A foreign exported callback that is called from C code executing in an  
OS thread that is not associated with a "native" haskell thread is  
executed in a new green haskell thread.

Only one OS thread can execute Haskell code at any given time.

If a "native" haskell thread enters a foreign imported function that is  
marked as "safe" or "threadsafe", all other Haskell threads keep  
running. If the imported function is marked as "unsafe", no other  
threads are executed until the call finishes.

If a "green" haskell thread enters a foreign imported function marked  
as "threadsafe", a new OS thread is spawned that keeps executing other  
green haskell threads while the foreign function executes. Native  
haskell threads continue to run in their own OS threads.
If a "green" haskell thread enters a foreign imported function marked  
as "safe", all other green threads are blocked. It is implementation  
dependent whether native haskell threads continue to run in their own  
OS threads.
If the imported function is marked as "unsafe", no other threads are  
executed until the call finishes.

Finalizers are always run in green threads.
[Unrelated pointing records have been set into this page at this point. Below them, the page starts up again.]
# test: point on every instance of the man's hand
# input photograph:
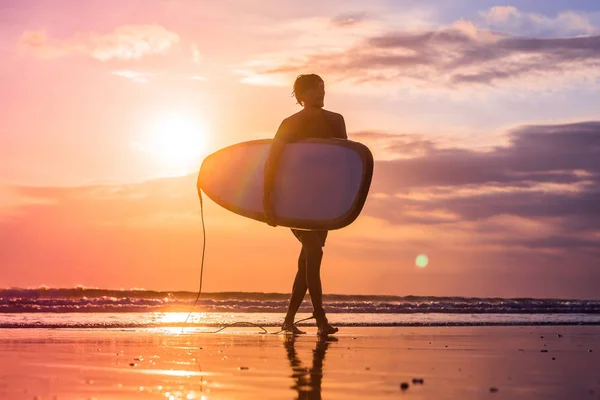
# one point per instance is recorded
(270, 218)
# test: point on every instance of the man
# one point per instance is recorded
(311, 122)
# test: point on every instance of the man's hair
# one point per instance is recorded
(304, 82)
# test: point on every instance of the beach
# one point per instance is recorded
(498, 362)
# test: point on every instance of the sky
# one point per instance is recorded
(482, 117)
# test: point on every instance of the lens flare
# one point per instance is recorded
(422, 261)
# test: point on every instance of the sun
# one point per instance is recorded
(178, 141)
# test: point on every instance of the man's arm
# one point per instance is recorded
(343, 133)
(277, 147)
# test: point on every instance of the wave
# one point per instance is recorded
(94, 300)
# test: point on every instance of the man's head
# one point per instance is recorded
(310, 91)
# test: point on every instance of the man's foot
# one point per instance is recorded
(326, 329)
(291, 329)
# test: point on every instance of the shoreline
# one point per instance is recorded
(532, 362)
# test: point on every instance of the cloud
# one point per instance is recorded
(346, 20)
(138, 77)
(129, 42)
(509, 19)
(451, 57)
(546, 174)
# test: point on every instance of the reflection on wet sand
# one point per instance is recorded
(307, 380)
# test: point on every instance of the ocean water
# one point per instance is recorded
(86, 308)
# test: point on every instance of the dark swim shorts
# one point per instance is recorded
(306, 237)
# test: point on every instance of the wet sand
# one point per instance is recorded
(360, 363)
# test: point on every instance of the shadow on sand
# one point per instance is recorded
(307, 380)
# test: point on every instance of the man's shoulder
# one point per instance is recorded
(332, 115)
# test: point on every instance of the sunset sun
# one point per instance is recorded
(177, 141)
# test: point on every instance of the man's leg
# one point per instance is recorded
(312, 243)
(298, 290)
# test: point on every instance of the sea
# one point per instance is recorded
(91, 308)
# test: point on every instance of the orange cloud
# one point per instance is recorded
(129, 42)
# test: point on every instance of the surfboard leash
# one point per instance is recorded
(240, 323)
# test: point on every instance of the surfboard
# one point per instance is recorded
(319, 183)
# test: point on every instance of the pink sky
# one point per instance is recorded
(486, 150)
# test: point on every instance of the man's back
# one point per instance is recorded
(314, 123)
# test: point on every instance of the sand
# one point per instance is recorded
(361, 363)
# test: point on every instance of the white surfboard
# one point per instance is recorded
(319, 183)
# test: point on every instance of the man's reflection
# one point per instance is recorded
(307, 381)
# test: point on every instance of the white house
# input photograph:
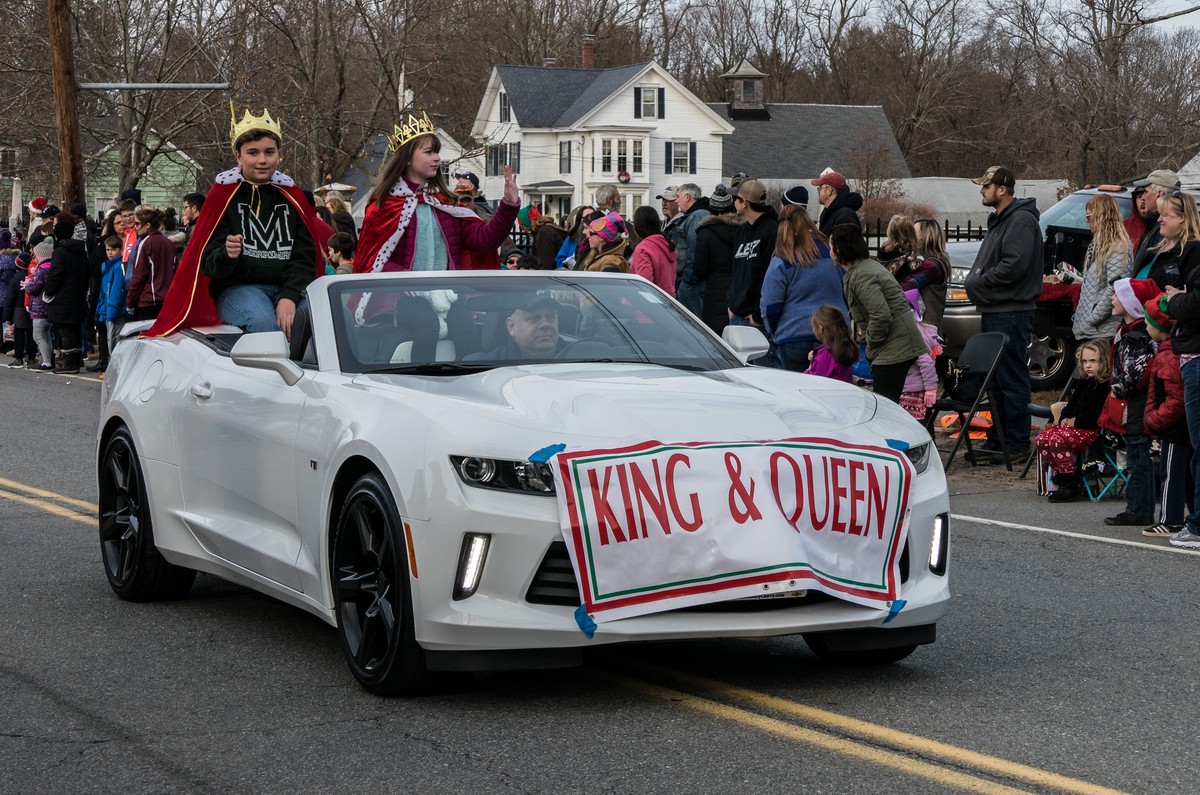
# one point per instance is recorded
(568, 131)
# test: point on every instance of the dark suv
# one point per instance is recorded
(1066, 238)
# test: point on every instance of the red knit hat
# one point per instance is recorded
(1156, 314)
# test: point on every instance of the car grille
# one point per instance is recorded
(555, 584)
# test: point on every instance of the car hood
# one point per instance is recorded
(611, 404)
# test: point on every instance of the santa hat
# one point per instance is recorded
(1156, 314)
(1133, 294)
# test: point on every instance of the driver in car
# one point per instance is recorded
(533, 332)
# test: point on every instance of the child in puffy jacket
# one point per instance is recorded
(1165, 419)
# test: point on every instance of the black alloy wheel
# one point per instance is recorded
(372, 593)
(135, 568)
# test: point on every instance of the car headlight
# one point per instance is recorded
(502, 474)
(919, 455)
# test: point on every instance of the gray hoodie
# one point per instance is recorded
(1007, 273)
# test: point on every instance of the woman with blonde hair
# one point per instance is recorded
(1179, 251)
(1109, 258)
(801, 279)
(928, 272)
(897, 251)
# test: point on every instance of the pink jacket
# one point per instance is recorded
(654, 259)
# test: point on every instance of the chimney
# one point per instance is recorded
(588, 52)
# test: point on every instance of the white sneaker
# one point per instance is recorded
(1186, 538)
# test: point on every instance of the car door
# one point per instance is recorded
(238, 467)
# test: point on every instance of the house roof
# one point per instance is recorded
(558, 97)
(801, 139)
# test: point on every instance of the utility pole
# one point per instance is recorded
(66, 107)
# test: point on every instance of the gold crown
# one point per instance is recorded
(412, 129)
(250, 121)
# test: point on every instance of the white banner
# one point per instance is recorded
(654, 526)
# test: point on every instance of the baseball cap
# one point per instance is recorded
(997, 175)
(469, 177)
(1163, 178)
(753, 191)
(833, 179)
(541, 299)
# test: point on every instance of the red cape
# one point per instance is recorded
(189, 303)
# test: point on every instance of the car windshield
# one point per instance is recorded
(1071, 211)
(450, 324)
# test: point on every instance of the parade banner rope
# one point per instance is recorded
(657, 526)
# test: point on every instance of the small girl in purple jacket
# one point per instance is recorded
(835, 352)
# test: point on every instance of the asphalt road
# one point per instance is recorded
(1063, 665)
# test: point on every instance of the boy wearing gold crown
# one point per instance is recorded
(252, 252)
(411, 221)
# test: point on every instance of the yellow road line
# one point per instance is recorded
(853, 748)
(47, 495)
(58, 510)
(874, 733)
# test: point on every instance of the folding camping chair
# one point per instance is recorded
(979, 356)
(1045, 412)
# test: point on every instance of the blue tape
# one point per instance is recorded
(585, 621)
(545, 453)
(894, 609)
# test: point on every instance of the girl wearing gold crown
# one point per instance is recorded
(252, 250)
(411, 221)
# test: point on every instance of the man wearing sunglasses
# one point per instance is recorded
(1006, 284)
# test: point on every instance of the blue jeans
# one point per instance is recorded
(1192, 405)
(1011, 389)
(251, 306)
(1140, 495)
(693, 297)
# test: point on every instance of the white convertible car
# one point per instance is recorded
(486, 470)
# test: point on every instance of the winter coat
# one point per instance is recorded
(1126, 405)
(844, 209)
(1093, 316)
(823, 364)
(547, 239)
(683, 234)
(753, 250)
(792, 292)
(1007, 273)
(153, 270)
(882, 315)
(34, 290)
(713, 264)
(1165, 417)
(10, 274)
(112, 304)
(654, 259)
(1171, 268)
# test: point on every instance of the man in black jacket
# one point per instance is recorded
(1006, 284)
(753, 250)
(840, 203)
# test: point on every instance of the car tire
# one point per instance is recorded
(135, 567)
(372, 596)
(857, 656)
(1051, 360)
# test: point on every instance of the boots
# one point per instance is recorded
(1071, 486)
(71, 362)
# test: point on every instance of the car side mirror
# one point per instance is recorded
(267, 351)
(747, 341)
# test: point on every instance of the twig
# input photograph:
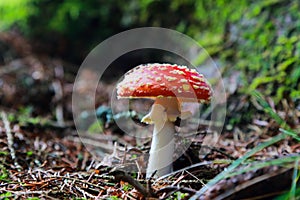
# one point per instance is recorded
(184, 170)
(172, 189)
(10, 140)
(121, 175)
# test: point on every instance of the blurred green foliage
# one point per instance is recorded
(259, 38)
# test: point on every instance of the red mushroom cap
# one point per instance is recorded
(164, 80)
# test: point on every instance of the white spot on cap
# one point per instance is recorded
(186, 87)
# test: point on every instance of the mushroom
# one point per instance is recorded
(169, 85)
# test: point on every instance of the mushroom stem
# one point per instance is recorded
(163, 114)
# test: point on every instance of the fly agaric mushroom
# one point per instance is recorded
(169, 85)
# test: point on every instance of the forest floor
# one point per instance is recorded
(43, 157)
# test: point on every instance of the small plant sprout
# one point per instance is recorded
(168, 85)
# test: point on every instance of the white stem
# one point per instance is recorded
(162, 149)
(163, 113)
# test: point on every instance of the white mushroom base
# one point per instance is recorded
(163, 113)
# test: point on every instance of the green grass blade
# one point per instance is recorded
(237, 162)
(267, 108)
(296, 174)
(290, 133)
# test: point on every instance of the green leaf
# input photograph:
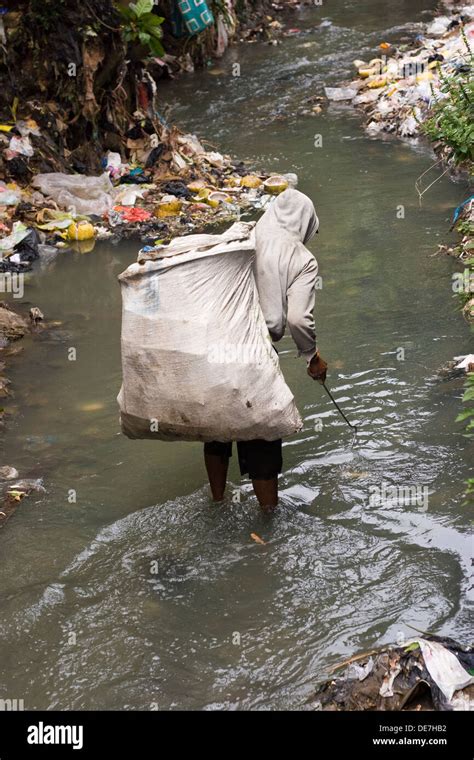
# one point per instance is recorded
(125, 12)
(151, 19)
(144, 38)
(156, 47)
(141, 7)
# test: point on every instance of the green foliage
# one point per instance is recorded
(468, 414)
(465, 227)
(142, 26)
(452, 116)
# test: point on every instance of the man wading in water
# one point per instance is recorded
(285, 273)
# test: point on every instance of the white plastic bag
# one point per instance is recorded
(197, 359)
(76, 193)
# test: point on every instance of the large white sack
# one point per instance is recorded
(197, 359)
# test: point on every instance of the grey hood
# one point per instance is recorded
(292, 212)
(285, 271)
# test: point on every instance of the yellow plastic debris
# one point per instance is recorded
(80, 231)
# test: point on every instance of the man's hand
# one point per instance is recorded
(317, 368)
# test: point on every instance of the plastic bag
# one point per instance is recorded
(197, 359)
(76, 193)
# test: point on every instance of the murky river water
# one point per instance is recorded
(143, 593)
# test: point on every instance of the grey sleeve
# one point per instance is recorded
(300, 318)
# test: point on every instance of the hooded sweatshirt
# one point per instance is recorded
(285, 271)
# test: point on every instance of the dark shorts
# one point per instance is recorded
(262, 460)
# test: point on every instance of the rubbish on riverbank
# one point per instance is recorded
(12, 325)
(275, 184)
(465, 362)
(80, 231)
(8, 473)
(341, 93)
(76, 193)
(19, 232)
(13, 493)
(397, 89)
(36, 316)
(428, 673)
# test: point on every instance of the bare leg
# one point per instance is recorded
(217, 467)
(266, 492)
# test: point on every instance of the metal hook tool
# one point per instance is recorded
(353, 427)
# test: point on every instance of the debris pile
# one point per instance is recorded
(397, 88)
(165, 188)
(429, 673)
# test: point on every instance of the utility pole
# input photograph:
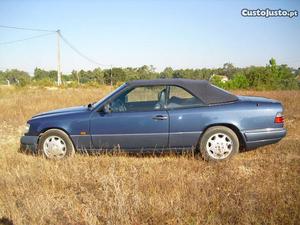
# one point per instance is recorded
(111, 78)
(58, 59)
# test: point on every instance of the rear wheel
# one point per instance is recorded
(218, 143)
(56, 144)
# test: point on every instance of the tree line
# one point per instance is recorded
(269, 77)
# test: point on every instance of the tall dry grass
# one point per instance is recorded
(256, 187)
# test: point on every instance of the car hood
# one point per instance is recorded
(63, 111)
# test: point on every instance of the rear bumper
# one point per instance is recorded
(261, 137)
(29, 143)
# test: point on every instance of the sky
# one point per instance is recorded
(165, 33)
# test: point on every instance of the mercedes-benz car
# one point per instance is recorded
(159, 115)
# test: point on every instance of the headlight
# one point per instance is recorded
(26, 129)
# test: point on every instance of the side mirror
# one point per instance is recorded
(107, 108)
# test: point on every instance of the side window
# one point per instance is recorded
(180, 98)
(146, 98)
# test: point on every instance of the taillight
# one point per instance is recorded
(279, 118)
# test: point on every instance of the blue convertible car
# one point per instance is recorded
(164, 114)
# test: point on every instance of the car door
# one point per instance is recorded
(186, 121)
(137, 120)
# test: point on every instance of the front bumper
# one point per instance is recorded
(29, 143)
(261, 137)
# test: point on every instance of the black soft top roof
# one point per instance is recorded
(202, 89)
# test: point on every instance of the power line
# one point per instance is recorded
(80, 53)
(25, 39)
(24, 28)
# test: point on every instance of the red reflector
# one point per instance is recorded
(279, 118)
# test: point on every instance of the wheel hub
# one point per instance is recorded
(54, 147)
(219, 146)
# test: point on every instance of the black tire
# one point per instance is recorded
(218, 131)
(69, 149)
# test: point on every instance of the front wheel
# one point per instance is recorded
(218, 143)
(55, 144)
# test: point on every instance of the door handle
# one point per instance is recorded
(160, 117)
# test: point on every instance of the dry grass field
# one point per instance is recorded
(255, 187)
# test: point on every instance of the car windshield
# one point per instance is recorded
(108, 96)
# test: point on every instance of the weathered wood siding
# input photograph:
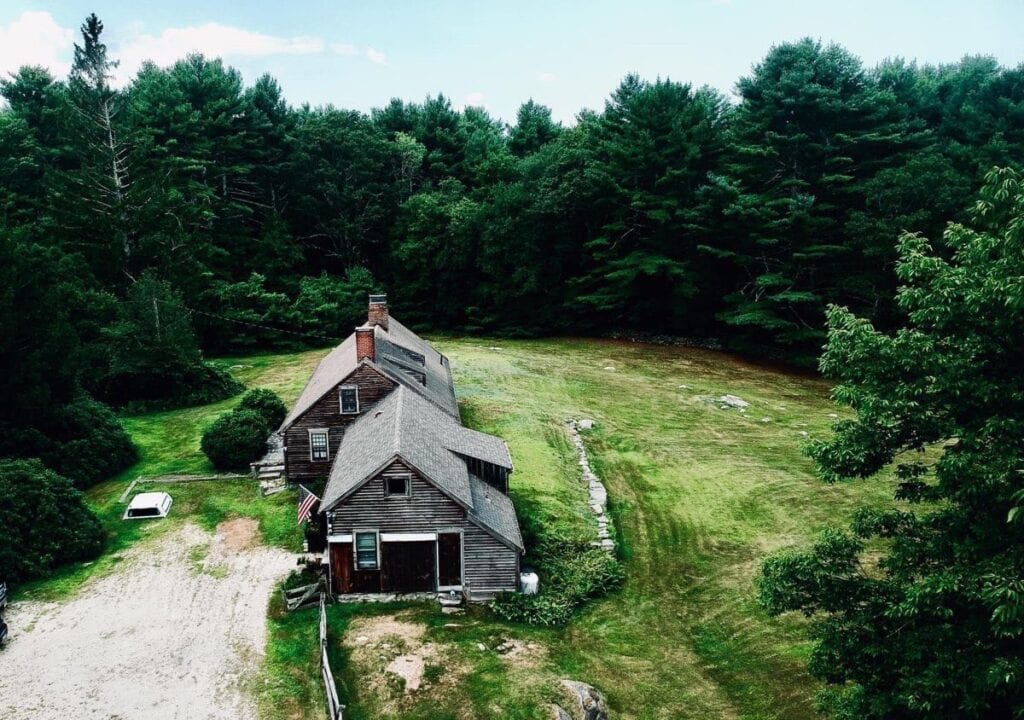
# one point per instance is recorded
(425, 510)
(489, 565)
(327, 413)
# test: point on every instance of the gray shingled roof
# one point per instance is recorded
(481, 446)
(335, 367)
(407, 425)
(494, 510)
(398, 349)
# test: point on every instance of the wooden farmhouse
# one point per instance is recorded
(415, 502)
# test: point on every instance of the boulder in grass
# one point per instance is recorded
(558, 713)
(587, 703)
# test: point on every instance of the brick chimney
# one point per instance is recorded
(365, 343)
(378, 310)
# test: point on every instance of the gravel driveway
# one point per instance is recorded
(176, 632)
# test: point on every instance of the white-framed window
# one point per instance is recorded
(367, 549)
(397, 485)
(320, 449)
(348, 399)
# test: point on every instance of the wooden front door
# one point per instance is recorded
(449, 559)
(408, 566)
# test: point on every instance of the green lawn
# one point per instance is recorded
(699, 495)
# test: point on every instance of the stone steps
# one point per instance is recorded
(596, 492)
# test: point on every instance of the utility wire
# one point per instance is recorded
(259, 326)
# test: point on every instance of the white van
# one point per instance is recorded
(146, 505)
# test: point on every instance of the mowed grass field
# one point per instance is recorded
(699, 496)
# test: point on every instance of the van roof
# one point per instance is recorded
(148, 500)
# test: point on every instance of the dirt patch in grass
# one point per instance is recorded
(400, 672)
(239, 534)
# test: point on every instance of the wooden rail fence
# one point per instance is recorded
(335, 709)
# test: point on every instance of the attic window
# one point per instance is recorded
(397, 485)
(348, 398)
(318, 448)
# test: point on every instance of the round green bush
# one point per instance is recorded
(266, 404)
(91, 443)
(44, 521)
(236, 439)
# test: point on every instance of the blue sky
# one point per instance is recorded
(565, 54)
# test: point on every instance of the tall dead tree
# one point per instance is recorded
(103, 178)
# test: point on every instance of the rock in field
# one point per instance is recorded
(558, 713)
(587, 703)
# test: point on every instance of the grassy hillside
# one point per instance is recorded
(699, 496)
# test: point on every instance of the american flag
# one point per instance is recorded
(306, 502)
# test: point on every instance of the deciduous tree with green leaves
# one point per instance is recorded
(919, 609)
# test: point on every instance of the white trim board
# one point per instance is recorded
(407, 537)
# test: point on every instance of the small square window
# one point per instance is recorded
(348, 395)
(366, 551)
(396, 485)
(318, 449)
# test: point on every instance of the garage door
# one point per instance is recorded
(408, 566)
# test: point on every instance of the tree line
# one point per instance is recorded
(187, 213)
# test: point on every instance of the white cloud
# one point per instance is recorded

Issues deliberately not addressed in this proposal:
Some people may want to run several Haskell threads in a dedicated OS  
thread (this is what has been called "thread groups" before).
Some people may want to run finalizers in specific OS threads (are  
finalizers predictable enough for this to be useful?).
Everyone would want SMP if it came for free (but SMP seems to be too  
hard to do at the moment...)

Other things I'm not sure about:
What should we do get if a foreign function spawns a new OS thread and  
executes a haskell callback in that OS thread? Should a new native  
haskell thread that executes in the OS thread be created? Should the  
new OS thread be blocked and the callback executed in a green thread?  
What does the current threaded RTS do? (I assume the non-threaded RTS  
will just crash?)

Some (not very concrete) examples:
1.)
Let's assume a piece of C code --- lets call it foo() --- was called by  
a green haskell thread. If foo() now invokes a haskell function, the  
haskell function might be executed in a different OS thread than foo().  
This means that if the haskell code calls another C function, bar(),  
then bar() doesn't have access to the same thread-local state as foo().  
For example, if foo() sets up an OpenGL context, then bar() can't use  
it.

2.)
If foo() was invoked by a native haskell thread, it is guaranteed that  
all haskell functions invoked by foo() run in the same native haskell  
thread and therefore in the same OS thread. Now if the haskell code  
again calls bar(), then bar() is executed in the same OS thread as  
foo() and the native haskell thread. This means that bar() has access  
to the same thread-local state as foo() (---> OpenGL works).

3.)
A piece of C code creates a new OS thread and calls a haskell function  
in that new
OS thread. I don't think it makes sense to tun the haskell function in  
an existing haskelll thread, so we'll create a new one. What kind of  
haskell thread (native or green) should the haskell function run in?
I'm slightly in favour of a new native thread (after all, the C code  
might have it's reasons for spawning a new OS thread).